Bank of America said Friday that its credit card holders were willing to spend on “nice to have” services like eating at restaurants in March and April, but “bigger ticket discretionary outlays on airfare and lodging continued to decline, possibly due to declining consumer confidence and worries about the economic outlook.”
Abroad, anger about the tariffs as well as concern about tourist detentions at the US border have made citizens of some other countries less interested in traveling to the US, tourism industry experts say.
The US government said last month that 7.1 million visitors entered the US from overseas this year as of the end of March, 3.3 percent fewer than during the first three months of 2024.
The numbers did not include land crossings from Mexico or travel from Canada, where citizens have expressed indignation over Trump’s remarks about making their country the 51st state. Both US and Canadian government data have shown steep declines in border crossings from Canada.
Expedia Chief Financial Officer Scott Schenkel said the net value of the travel technology company’s bookings into the US fell 7 percent in the January-March period, but bookings to the US from Canada were down nearly 30 percent.
In a conference call with investors Friday, Expedia CEO Ariane Gorin said US demand was even softer in April than March.
“We’re still continuing to see pressure on travel into the US, but we’ve also seen some rebalancing,” Gorin said. “Europeans are traveling less to the US, but more to Latin America.”
Seattle-based Expedia said its revenue rose 3 percent to $2.99 billion for the quarter. That was lower than the $3 billion Wall Street was expecting, according to analysts polled by FactSet.
Expedia shares were down than 7 percent in mid-day trading Friday.
Airbnb said last week that foreign travel to the US makes up only 2 percent to 3 percent of its business. But within that category, it’s seeing declining interest in the US as a destination.

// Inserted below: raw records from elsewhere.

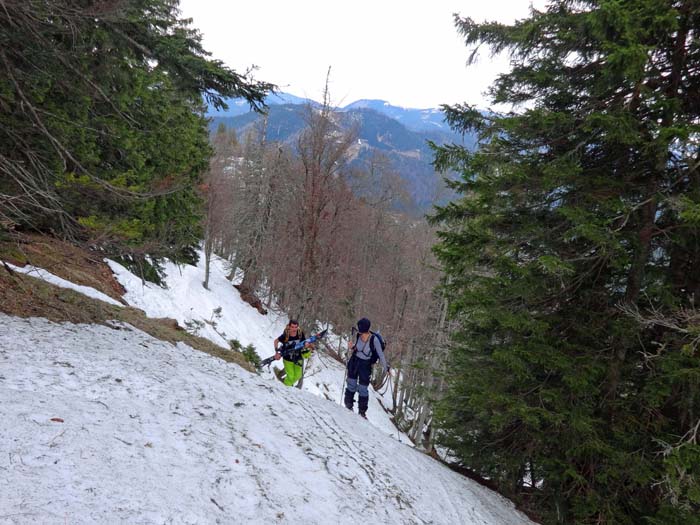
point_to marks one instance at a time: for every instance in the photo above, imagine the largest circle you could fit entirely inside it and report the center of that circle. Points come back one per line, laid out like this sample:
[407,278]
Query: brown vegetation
[25,296]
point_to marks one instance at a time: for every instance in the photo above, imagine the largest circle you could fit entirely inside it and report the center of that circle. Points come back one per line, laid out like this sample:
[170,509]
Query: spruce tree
[102,129]
[571,262]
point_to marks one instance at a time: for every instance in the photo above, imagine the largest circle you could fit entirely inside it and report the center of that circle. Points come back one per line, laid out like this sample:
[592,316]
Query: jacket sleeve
[380,353]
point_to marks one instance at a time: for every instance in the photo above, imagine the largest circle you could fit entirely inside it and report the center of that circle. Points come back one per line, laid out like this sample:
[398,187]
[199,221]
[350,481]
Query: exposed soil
[22,295]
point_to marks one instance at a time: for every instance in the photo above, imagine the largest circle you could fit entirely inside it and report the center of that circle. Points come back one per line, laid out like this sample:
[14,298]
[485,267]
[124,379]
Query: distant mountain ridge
[401,134]
[430,119]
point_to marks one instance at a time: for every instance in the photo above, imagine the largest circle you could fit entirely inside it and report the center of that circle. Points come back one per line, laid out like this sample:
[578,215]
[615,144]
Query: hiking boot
[280,373]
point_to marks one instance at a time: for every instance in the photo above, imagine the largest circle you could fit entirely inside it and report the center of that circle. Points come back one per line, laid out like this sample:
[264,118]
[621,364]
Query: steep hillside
[119,417]
[111,425]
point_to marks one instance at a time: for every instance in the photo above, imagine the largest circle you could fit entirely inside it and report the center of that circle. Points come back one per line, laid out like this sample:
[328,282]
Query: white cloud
[405,52]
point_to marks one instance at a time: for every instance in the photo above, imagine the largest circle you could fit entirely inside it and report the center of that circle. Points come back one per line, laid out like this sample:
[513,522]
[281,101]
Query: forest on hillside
[543,323]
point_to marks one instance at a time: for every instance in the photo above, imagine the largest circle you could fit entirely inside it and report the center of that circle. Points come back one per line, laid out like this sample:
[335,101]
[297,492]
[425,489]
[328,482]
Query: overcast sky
[408,53]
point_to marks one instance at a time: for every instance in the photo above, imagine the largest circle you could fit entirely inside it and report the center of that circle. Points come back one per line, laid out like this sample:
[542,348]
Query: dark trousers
[359,373]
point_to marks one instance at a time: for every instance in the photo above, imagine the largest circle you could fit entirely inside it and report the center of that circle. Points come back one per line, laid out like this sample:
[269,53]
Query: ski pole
[345,378]
[396,424]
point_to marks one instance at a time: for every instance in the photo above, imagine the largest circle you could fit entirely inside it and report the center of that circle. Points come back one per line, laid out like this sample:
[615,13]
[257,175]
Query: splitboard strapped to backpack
[293,349]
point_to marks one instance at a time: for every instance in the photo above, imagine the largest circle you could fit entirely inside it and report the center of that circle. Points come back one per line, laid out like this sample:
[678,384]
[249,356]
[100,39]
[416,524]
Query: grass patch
[25,296]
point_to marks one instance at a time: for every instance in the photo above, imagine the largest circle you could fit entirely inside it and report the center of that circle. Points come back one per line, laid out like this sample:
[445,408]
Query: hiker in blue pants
[366,350]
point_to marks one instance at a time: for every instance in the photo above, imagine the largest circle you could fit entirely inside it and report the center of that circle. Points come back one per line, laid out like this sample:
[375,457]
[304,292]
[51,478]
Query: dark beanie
[363,325]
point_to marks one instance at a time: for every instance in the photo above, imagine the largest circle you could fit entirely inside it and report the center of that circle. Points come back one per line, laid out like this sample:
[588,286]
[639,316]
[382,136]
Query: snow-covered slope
[108,425]
[186,300]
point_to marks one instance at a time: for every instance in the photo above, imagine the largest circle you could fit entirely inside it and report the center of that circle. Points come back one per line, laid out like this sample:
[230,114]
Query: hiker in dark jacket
[293,360]
[360,366]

“I think Canada is the most obvious example, where we see Canadians are traveling at a much lower rate to the US but they’re traveling more domestically, they are traveling to Mexico, they are going to Brazil, they’re going to France, they’re going to Japan,” Airbnb Chief Financial Officer Ellie Mertz said in a conference call with investors.
Meanwhile, Hilton lowered its full-year forecast for revenue per available room, a key industry metric. The company said in late April that it now expects growth of 0 percent to 2 percent for the year, down from 2 percent to 3 percent.
Hilton President and CEO Christopher Nassetta told stock analysts the company saw international travel to its US hotels fall throughout the first quarter, particularly from Canada and Mexico.
But Nassetta said he remained optimistic for the second half of this year.
“My own belief is you will see some of — if not a lot of — that uncertainty wane over the next couple of quarters, and that will allow the underlying strength of the economy to shine through again,” he said.